New research can help parents avoid care proceedings
3 April 2013
New research by Professor Judith Masson on care proceedings shows success in scheme to divert cases from court…
Professor Judith Masson of the School of Law and Dr Jonathan Dickens, senior lecturer in social work at UEA, found that the ‘pre-proceedings process’ introduced in 2008 can help parents avoid care proceedings. The pre-proceedings process involves social workers writing to parents, who are at risk of care proceedings and inviting them to a meeting to discuss this. The letter qualifies parents for free legal aid so that they can have legal advice at this meeting. Legal advice, and the discussion with social workers at the meeting, encouraged parents to engage with Children’s Services, to make use of the services offered, and to improve their parenting or agree to their children being looked after by relatives or foster carers. Around a quarter of cases remained out of care proceedings, with two-thirds of parents improving their care, and the other third agreeing to alternative care.
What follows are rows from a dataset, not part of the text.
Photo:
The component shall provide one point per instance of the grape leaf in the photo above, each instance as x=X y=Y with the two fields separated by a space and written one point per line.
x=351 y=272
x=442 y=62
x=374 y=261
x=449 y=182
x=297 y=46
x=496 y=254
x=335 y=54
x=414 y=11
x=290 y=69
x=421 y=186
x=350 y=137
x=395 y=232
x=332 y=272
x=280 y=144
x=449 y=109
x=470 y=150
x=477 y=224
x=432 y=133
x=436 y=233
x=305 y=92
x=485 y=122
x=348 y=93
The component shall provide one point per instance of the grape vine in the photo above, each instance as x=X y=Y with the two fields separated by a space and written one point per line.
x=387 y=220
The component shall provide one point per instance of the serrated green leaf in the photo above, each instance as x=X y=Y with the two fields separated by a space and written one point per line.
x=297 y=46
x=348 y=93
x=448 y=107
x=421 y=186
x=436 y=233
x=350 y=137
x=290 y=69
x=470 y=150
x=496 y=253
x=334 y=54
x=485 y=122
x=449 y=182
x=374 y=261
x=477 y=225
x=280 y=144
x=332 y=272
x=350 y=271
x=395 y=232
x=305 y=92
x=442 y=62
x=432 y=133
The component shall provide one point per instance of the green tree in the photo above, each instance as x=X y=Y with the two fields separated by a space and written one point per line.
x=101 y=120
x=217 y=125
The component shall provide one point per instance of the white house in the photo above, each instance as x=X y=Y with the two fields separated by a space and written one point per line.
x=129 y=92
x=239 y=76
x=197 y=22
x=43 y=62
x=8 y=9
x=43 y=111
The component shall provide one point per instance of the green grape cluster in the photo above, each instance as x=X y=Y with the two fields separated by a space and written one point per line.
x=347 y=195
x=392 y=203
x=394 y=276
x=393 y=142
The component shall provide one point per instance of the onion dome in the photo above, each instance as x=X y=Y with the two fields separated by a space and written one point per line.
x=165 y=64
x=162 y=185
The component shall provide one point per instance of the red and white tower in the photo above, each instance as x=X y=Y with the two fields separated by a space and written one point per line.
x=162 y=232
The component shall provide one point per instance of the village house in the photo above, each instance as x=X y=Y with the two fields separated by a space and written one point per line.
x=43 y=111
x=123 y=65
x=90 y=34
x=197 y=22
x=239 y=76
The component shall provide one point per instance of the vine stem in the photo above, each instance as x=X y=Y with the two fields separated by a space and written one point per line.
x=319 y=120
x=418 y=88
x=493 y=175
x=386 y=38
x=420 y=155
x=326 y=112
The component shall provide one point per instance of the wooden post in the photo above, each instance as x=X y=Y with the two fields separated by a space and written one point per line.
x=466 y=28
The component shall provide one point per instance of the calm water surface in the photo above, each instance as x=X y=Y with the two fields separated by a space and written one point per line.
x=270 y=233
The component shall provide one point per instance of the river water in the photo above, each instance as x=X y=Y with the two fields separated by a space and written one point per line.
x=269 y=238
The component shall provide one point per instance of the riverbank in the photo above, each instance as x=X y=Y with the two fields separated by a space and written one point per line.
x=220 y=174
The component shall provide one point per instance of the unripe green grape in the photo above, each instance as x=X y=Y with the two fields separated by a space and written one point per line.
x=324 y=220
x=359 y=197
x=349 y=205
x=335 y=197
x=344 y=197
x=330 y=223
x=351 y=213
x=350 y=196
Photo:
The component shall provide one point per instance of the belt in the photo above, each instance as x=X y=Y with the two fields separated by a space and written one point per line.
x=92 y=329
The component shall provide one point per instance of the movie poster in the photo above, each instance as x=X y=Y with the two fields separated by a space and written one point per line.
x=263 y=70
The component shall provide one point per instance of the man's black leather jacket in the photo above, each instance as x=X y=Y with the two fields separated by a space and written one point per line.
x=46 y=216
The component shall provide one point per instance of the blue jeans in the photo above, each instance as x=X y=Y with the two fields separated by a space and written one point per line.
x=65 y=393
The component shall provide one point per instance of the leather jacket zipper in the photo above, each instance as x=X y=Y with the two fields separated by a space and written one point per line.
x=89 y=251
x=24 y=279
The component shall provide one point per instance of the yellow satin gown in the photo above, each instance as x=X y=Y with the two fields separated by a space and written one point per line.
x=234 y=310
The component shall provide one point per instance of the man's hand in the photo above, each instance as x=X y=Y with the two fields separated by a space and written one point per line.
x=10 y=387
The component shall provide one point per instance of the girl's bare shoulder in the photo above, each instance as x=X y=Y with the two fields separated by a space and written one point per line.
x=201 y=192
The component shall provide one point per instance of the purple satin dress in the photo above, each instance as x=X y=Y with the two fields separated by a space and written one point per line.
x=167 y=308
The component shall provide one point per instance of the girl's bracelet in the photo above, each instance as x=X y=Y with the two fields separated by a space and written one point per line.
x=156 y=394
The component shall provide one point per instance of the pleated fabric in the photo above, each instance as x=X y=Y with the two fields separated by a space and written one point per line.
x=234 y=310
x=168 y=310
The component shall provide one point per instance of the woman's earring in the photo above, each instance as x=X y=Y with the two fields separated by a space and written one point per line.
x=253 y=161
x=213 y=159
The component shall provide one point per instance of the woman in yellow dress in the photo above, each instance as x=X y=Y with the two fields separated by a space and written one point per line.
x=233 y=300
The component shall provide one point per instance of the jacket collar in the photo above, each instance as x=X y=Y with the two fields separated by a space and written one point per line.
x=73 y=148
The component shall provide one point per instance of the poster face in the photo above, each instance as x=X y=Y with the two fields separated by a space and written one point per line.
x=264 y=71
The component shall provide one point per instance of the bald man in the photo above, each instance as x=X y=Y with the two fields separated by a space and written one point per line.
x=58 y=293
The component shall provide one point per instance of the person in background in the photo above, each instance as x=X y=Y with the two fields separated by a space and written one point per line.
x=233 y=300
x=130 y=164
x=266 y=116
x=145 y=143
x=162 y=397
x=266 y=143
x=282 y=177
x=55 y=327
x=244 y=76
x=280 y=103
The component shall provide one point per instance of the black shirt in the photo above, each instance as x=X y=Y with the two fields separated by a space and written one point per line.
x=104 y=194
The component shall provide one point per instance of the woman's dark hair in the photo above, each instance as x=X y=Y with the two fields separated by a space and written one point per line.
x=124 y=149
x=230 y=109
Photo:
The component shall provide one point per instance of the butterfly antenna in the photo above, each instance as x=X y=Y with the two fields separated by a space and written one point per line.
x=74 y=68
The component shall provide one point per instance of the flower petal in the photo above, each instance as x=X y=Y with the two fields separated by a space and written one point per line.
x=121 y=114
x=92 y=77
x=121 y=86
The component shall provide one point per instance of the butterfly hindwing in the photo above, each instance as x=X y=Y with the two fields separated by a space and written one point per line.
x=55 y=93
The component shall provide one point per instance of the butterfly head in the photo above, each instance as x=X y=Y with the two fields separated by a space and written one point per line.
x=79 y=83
The process was less successful in another of its aims – to enable courts to decide cases more quickly. There was no difference between the length of cases where social workers first followed the pre-proceedings process and those that went straight to court. The time spent on the pre-proceedings process meant that applications to court were delayed. It had been intended that the time spent in pre-proceedings would be balanced by shorter proceedings but this did not happen; courts took little or no account of social workers’ pre-proceedings work.